Friday, January 15, 2010

Usability Risk

Granted, I'm still in the honeymoon phase on my new team, but what a honeymoon! This week we had some great meetings with key players to define the role of the UX Architects and add that to the existing team roles. There's a double gasp here. First, this team already has a well-defined Scrum process that identifies all of the roles, and which documents what their activities are before, during, and after a project and a Sprint. Second gasp is that they are including the UX Architect role in that documentation to ensure that we all understand how we support the development of new services.

As we discussed the different things we could do and could produce, we noted that not every feature (or story) would need the full rigor of every UX activity and every UX artifact. So one of our important activities at the beginning of each project and each Sprint is to determine the level of usability risk each feature or story could have and to plan the appropriate level of UX involvement.

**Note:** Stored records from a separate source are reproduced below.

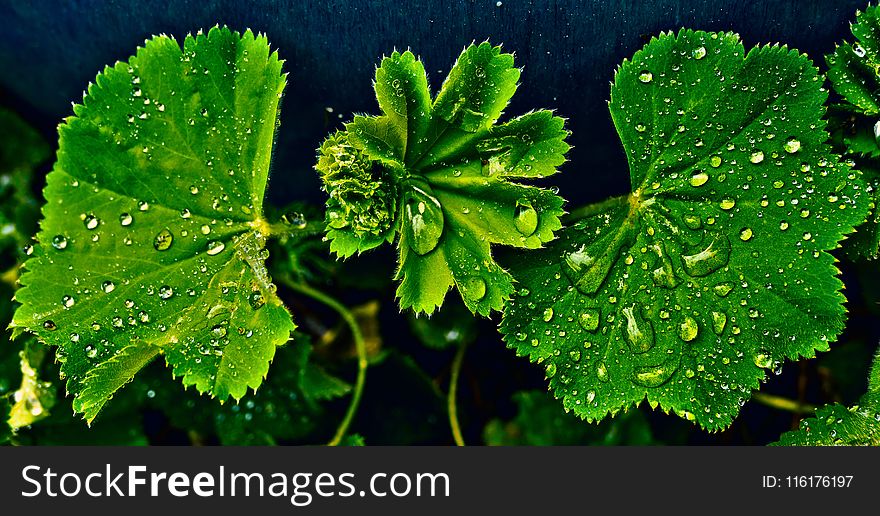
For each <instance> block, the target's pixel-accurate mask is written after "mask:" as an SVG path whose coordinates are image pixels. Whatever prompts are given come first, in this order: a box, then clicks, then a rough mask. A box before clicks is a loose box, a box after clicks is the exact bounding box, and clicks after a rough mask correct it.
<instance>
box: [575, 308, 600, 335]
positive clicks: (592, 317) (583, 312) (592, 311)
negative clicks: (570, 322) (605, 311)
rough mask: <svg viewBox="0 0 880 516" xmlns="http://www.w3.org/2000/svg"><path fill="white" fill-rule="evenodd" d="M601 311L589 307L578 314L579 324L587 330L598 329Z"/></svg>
mask: <svg viewBox="0 0 880 516" xmlns="http://www.w3.org/2000/svg"><path fill="white" fill-rule="evenodd" d="M599 317H600V315H599V311H598V310H594V309H592V308H588V309H586V310H584V311H583V312H581V315H579V316H578V324H580V325H581V328H583V329H585V330H587V331H596V330H597V329H598V328H599Z"/></svg>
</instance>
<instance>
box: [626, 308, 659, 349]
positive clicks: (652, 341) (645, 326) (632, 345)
mask: <svg viewBox="0 0 880 516" xmlns="http://www.w3.org/2000/svg"><path fill="white" fill-rule="evenodd" d="M623 315H624V317H626V328H625V333H626V342H627V344H629V347H630V349H632V351H633V352H634V353H644V352H646V351H648V350H650V349H651V348H652V347H654V328H653V327H652V326H651V322H650V321H647V320H645V318H644V317H642V313H641V310H639V309H638V308H637V307H636V306H635V305H632V306H628V307H625V308H624V309H623Z"/></svg>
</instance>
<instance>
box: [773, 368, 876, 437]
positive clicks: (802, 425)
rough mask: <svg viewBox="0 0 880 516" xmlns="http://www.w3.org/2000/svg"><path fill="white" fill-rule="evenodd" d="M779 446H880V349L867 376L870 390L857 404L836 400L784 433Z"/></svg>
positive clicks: (822, 407) (782, 436)
mask: <svg viewBox="0 0 880 516" xmlns="http://www.w3.org/2000/svg"><path fill="white" fill-rule="evenodd" d="M773 444H774V445H776V446H880V352H878V353H877V355H876V356H875V357H874V364H873V365H872V367H871V373H870V376H869V377H868V392H866V393H865V395H864V396H862V398H861V399H860V400H859V403H858V404H857V405H854V406H852V407H845V406H843V405H841V404H839V403H834V404H831V405H827V406H825V407H822V408H820V409H818V410H817V411H816V417H813V418H808V419H804V420H802V421H801V427H800V429H798V430H792V431H791V432H786V433H784V434H782V437H780V439H779V441H778V442H776V443H773Z"/></svg>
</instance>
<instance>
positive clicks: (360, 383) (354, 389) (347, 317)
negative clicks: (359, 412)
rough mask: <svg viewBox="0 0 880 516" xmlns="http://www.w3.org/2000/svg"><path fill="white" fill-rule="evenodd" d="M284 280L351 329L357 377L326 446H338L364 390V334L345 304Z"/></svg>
mask: <svg viewBox="0 0 880 516" xmlns="http://www.w3.org/2000/svg"><path fill="white" fill-rule="evenodd" d="M284 280H285V281H284V284H285V285H286V286H287V287H289V288H290V289H291V290H294V291H296V292H299V293H300V294H303V295H306V296H308V297H310V298H312V299H314V300H315V301H318V302H320V303H322V304H324V305H326V306H328V307H329V308H332V309H333V310H334V311H336V312H337V313H338V314H339V315H340V316H341V317H342V319H343V320H344V321H345V322H346V324H348V327H349V328H350V329H351V336H352V338H353V339H354V345H355V349H356V350H357V355H358V372H357V379H355V383H354V389H352V393H351V401H350V402H349V404H348V410H346V412H345V417H343V419H342V421H341V422H340V423H339V426H338V427H337V428H336V433H335V434H334V435H333V438H332V439H330V442H328V443H327V446H338V445H339V443H340V442H341V441H342V438H343V437H345V434H346V432H348V427H349V426H350V425H351V422H352V420H353V419H354V416H355V414H357V409H358V406H359V405H360V402H361V395H362V394H363V391H364V384H365V383H366V380H367V345H366V342H365V341H364V335H363V333H361V327H360V326H358V323H357V321H356V320H355V318H354V314H352V313H351V310H349V309H348V308H346V307H345V305H343V304H342V303H340V302H339V301H337V300H336V299H334V298H332V297H330V296H328V295H327V294H325V293H323V292H321V291H320V290H317V289H315V288H312V287H310V286H308V285H306V284H304V283H297V282H294V281H290V280H289V279H287V278H284Z"/></svg>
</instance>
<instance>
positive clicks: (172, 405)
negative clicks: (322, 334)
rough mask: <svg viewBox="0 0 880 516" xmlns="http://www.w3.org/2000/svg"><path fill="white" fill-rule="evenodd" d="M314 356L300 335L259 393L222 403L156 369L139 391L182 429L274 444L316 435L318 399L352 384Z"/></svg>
mask: <svg viewBox="0 0 880 516" xmlns="http://www.w3.org/2000/svg"><path fill="white" fill-rule="evenodd" d="M310 358H311V344H310V339H309V338H308V336H307V335H304V334H299V333H298V334H296V336H295V343H293V344H291V345H289V346H283V347H281V348H279V349H278V352H277V354H276V358H275V362H274V364H273V367H272V371H270V373H269V375H268V377H267V378H266V381H265V382H263V384H262V385H261V386H260V389H259V390H258V391H257V392H255V393H252V394H248V395H247V396H245V397H244V398H243V399H242V400H240V401H239V402H238V403H226V404H223V405H222V406H221V405H219V404H218V403H217V402H216V400H210V399H206V398H205V397H204V396H197V395H195V394H194V393H193V392H191V391H188V392H183V391H181V389H180V385H179V384H175V383H172V382H170V381H169V380H168V379H167V378H166V377H165V375H163V374H157V369H155V368H151V369H150V370H148V371H146V372H145V374H146V375H147V378H146V379H145V381H144V382H139V383H138V384H137V385H136V390H137V391H138V392H139V393H140V396H141V397H143V398H145V399H146V402H147V404H148V405H149V406H151V407H154V408H156V409H158V410H162V411H163V412H164V413H165V414H166V415H167V416H168V418H169V420H170V422H171V424H172V425H174V426H176V427H178V428H181V429H185V430H194V431H196V432H197V433H199V434H202V435H203V436H204V437H208V436H212V435H217V437H218V438H219V440H220V442H221V443H223V444H228V445H273V444H277V443H278V441H280V440H291V439H297V440H298V439H303V438H305V437H307V436H309V435H312V434H313V433H314V432H315V430H316V428H319V427H320V425H321V423H323V422H324V421H323V419H324V418H323V416H324V409H323V406H322V404H321V403H319V402H320V401H324V400H327V399H331V398H333V397H335V396H341V395H343V394H345V393H346V392H347V391H348V389H349V388H350V387H349V386H348V384H346V383H345V382H343V381H342V380H339V379H338V378H335V377H333V376H331V375H329V374H328V373H327V372H326V371H325V370H324V369H322V368H321V367H320V366H318V365H317V364H316V363H314V362H313V361H312V360H310ZM159 372H160V371H159ZM316 378H317V379H318V380H316ZM133 387H134V386H133ZM333 423H334V424H335V421H334V422H333ZM328 432H329V430H328ZM323 438H324V437H323V436H321V437H319V439H323Z"/></svg>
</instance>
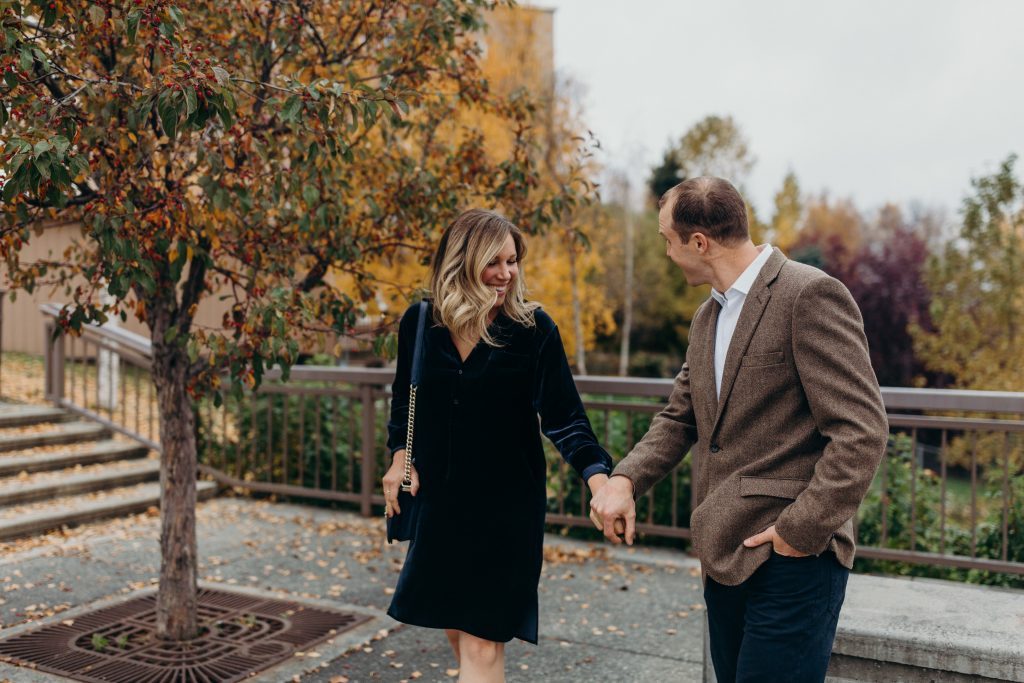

Usability risk is a concept that I first learned while working for my Usability Hero/Mentor Loren Burke. Loren had started his usability career at IBM as a project manager in charge of saving programs that had landed in the ditch. He developed a keen sense of the need to identify user acceptance issues that could kill a product or web app and then focus on those items. Shout out to Loren!

The other UX Architect and I now need to codify what criteria we will use to assess usability risk for our kinds of products. My own brainstorming would start with these considerations:
  • Is there a UI? (No UI equates to low risk.)
  • How complex is the UI? (Greater complexity means greater usability risk.)
  • How much interactivity is in the UI? (The more ways there are to interact, the greater the risk.)
  • How tied in is the UI to a critical business driver? (Don't spend resources on features that represent minor impact on the business success of the product or service.)
  • How new are the interactions and content in the UI to the development team? (New stuff carries risk.)
  • How new are the interactions and content in the UI to the user? (New tricks for old dogs are risky.)
  • Where in the user task flow would the UI occur? (Earlier equates to higher risk--users are more judgmental during first impressions. Loren's greatest contribution to usability was creating the concept of "judgment window," the early user experience with a product or service that flavored their ongoing acceptance of the product or service.
What other risk criteria do you use? What would you add to this list?